MACアドレステーブルはL2スイッチングにおいて重要な役割を果たし、ネットワークトラフィックの転送を高速かつ効率的に行うための基盤となります。
MACアドレステーブルはL2スイッチ内で保持されますが、その具体的な実装はスイッチの製造元やモデルによって異なる場合があります。一般的には、CAM(Content-Addressable Memory)またはTCAM(Ternary Content-Addressable Memory)と呼ばれる高速なハードウェアメモリが使用されます。
MACアドレステーブルのエントリは、通常、以下の情報を含みます。
- MACアドレス
ホストのネットワークインターフェースに関連付けられた一意の識別子であり、48ビットの値です。 - VLAN ID(仮想LAN ID)

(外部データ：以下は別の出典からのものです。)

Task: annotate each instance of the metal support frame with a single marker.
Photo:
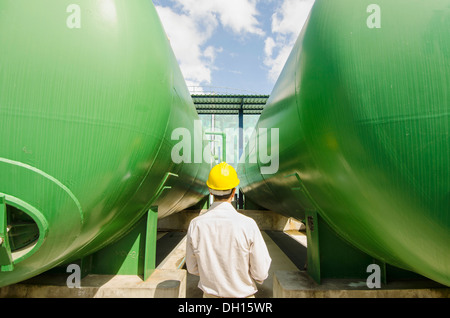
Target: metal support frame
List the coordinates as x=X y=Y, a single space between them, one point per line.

マルチVLAN環境で使用され、フレームが所属する仮想LANを示すために使用されます。 - ポート番号
スイッチ上の物理ポートや論理ポート(VLANインターフェース)の識別子です。
MACアドレステーブルの更新は、以下の2つの方法で行われます。
- 自動学習(Auto-learning)
スイッチがネットワーク上のフレームを監視し、送信元MACアドレスと受信ポートの関連性を自動的に学習します。フレームを受信すると、スイッチは送信元MACアドレスと受信ポートの組み合わせをテーブルに追加します。 - 静的な設定
管理者が手動でMACアドレスとポートの関連性を設定することもあります。これにより、特定のMACアドレスを特定のポートに強制的に関連付けることができます。
L2スイッチは、MACアドレステーブルを使用してフレームの転送を制御します。フレームが到着すると、スイッチは宛先MACアドレスをテーブルで検索し、対応するポートにフレームを転送します。宛先MACアドレスがテーブルに存在しない場合は、フレームをすべてのポート(ブロードキャスト)に転送します。

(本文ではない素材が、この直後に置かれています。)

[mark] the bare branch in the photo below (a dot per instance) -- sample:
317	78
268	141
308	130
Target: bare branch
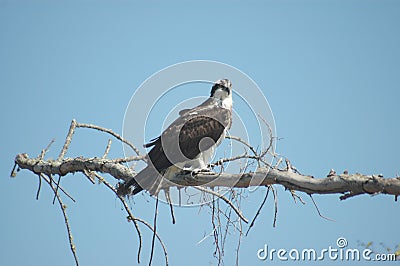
107	149
238	212
258	211
347	184
67	139
63	209
109	131
154	232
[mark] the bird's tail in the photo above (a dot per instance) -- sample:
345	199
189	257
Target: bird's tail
148	179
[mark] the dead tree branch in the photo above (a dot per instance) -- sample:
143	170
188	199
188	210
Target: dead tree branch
347	184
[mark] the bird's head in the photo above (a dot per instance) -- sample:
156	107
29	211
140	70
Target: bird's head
222	91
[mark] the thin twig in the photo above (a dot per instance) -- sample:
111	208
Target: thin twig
39	187
244	143
154	232
44	151
319	213
130	215
238	212
68	139
58	185
275	205
258	211
63	209
107	149
109	131
168	198
271	137
129	159
224	160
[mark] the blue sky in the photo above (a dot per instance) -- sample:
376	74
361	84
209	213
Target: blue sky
329	69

MACアドレステーブルは、ネットワーク内のトラフィックパターンに基づいて動的に更新されます。ホストが新しいフレームを送信するたびに、スイッチはテーブルを更新し、新しいエントリを追加します。また、一定の時間経過後にテーブルのエントリを削除することもあります。これにより、ネットワーク上のホストの移動や接続の変更に対応することができます。
MACアドレステーブルは、L2スイッチの効率的なデータ転送とスイッチング性能を実現するために重要な要素です。正確なMACアドレスとポートのマッピング情報を保持することで、スイッチはネットワークトラフィックを正確に制御し、フレームの転送を効率的に行います。